The biggest buzz for the stylishly shot Smith is around star Ray Liotta of Goodfellas, brought to TV again in the starring role of a crime boss that emphasizes some of his Goodfellaness. The cast is full of other recognizable faces, including Oscar nominees Virginia Madsen (Sideways) and Shohreh Aghdashloo (House of Sand and Fog, 24) as well as Jonny Lee Miller (Trainspotting), Simon Baker (The Guardian, The Devil Wears Prada), and Amy Smart (Crank, Felicity).
Given the likable, talented cast and the pounding music that presumably indicates high drama, it's hard to believe how boring the show is. I have to admit I was bored before even seeing it, since the premise of a group of motley thieves getting together for a Hustle - or is that a Heist? - is starting to seem far too familiar. But then I don't understand the proliferation of CSIs and their clones, either, and they seem to be doing just fine without me.
The execution of the tired concept in the pilot episode didn't cover any new ground, with mostly bland characters in a convoluted but not terribly interesting plot to stage a robbery.

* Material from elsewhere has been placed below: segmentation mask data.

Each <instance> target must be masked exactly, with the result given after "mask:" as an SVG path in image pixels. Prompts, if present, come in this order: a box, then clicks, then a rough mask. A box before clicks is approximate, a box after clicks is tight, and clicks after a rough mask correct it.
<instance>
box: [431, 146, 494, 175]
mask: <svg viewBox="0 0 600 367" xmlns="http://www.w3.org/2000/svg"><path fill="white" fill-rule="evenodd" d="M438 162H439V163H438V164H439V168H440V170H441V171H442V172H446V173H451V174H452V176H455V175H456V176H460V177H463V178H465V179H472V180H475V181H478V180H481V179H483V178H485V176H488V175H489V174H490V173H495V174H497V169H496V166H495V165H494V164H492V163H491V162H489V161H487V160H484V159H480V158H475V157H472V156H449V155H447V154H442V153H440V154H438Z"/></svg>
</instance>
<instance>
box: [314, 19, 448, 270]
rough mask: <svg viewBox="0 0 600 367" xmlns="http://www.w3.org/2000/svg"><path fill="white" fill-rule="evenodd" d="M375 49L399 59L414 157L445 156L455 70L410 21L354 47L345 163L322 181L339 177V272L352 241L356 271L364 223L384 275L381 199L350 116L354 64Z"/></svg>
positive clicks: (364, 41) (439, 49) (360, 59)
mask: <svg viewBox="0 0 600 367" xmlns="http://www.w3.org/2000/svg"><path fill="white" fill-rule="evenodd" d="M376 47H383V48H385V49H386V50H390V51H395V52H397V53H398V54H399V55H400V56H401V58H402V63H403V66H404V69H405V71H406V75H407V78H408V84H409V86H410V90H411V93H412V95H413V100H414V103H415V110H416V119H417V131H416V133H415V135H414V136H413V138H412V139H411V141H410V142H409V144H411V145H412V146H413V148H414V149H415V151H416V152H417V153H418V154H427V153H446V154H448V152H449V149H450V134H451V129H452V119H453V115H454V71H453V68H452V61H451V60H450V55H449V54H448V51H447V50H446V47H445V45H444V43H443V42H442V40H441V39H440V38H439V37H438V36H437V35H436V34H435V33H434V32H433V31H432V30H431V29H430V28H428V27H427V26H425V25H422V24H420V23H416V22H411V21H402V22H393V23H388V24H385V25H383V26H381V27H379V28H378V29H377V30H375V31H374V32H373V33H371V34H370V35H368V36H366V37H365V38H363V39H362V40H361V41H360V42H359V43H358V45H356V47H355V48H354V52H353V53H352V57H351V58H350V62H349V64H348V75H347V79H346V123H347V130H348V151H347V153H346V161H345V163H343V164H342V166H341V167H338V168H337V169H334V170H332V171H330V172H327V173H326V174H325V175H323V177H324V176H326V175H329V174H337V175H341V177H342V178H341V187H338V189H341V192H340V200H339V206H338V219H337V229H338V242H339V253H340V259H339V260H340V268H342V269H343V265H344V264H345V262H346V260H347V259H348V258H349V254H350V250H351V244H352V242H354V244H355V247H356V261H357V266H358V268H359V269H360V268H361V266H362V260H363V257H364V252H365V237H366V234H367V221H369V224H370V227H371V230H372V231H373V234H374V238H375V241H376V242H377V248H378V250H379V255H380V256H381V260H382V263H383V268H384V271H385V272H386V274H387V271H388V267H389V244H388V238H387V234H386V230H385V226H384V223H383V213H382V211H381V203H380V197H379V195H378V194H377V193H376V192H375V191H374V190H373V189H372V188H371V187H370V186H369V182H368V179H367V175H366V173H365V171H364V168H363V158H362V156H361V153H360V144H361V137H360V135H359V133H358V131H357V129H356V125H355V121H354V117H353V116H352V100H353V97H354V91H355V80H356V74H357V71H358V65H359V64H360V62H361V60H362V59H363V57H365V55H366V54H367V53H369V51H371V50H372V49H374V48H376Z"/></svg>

It's easy to focus on onscreen talent and wonder what went wrong and forget that people behind the camera have something to do with quality, too. Smith is the new series by executive producer John Wells, whom I have a grudge against for ruining The West Wing and ER. (It's debatable whether he's actually to blame, but life's not fair, is it?)
Like his other shows, Smith has a substantial focus on the personal, not just the professional, with the tension-filled and secretive marriage of Liotta's Bobby Stevens and wife, Madsen's Hope Stevens, Baker's Jeff the womanizer, and Miller and Smart's characters' history and continued attraction. It's not quite enough to bring the characters to life yet, and while I'm sure there are a million heists that could bring these characters together over and over again, I've definitely seen enough.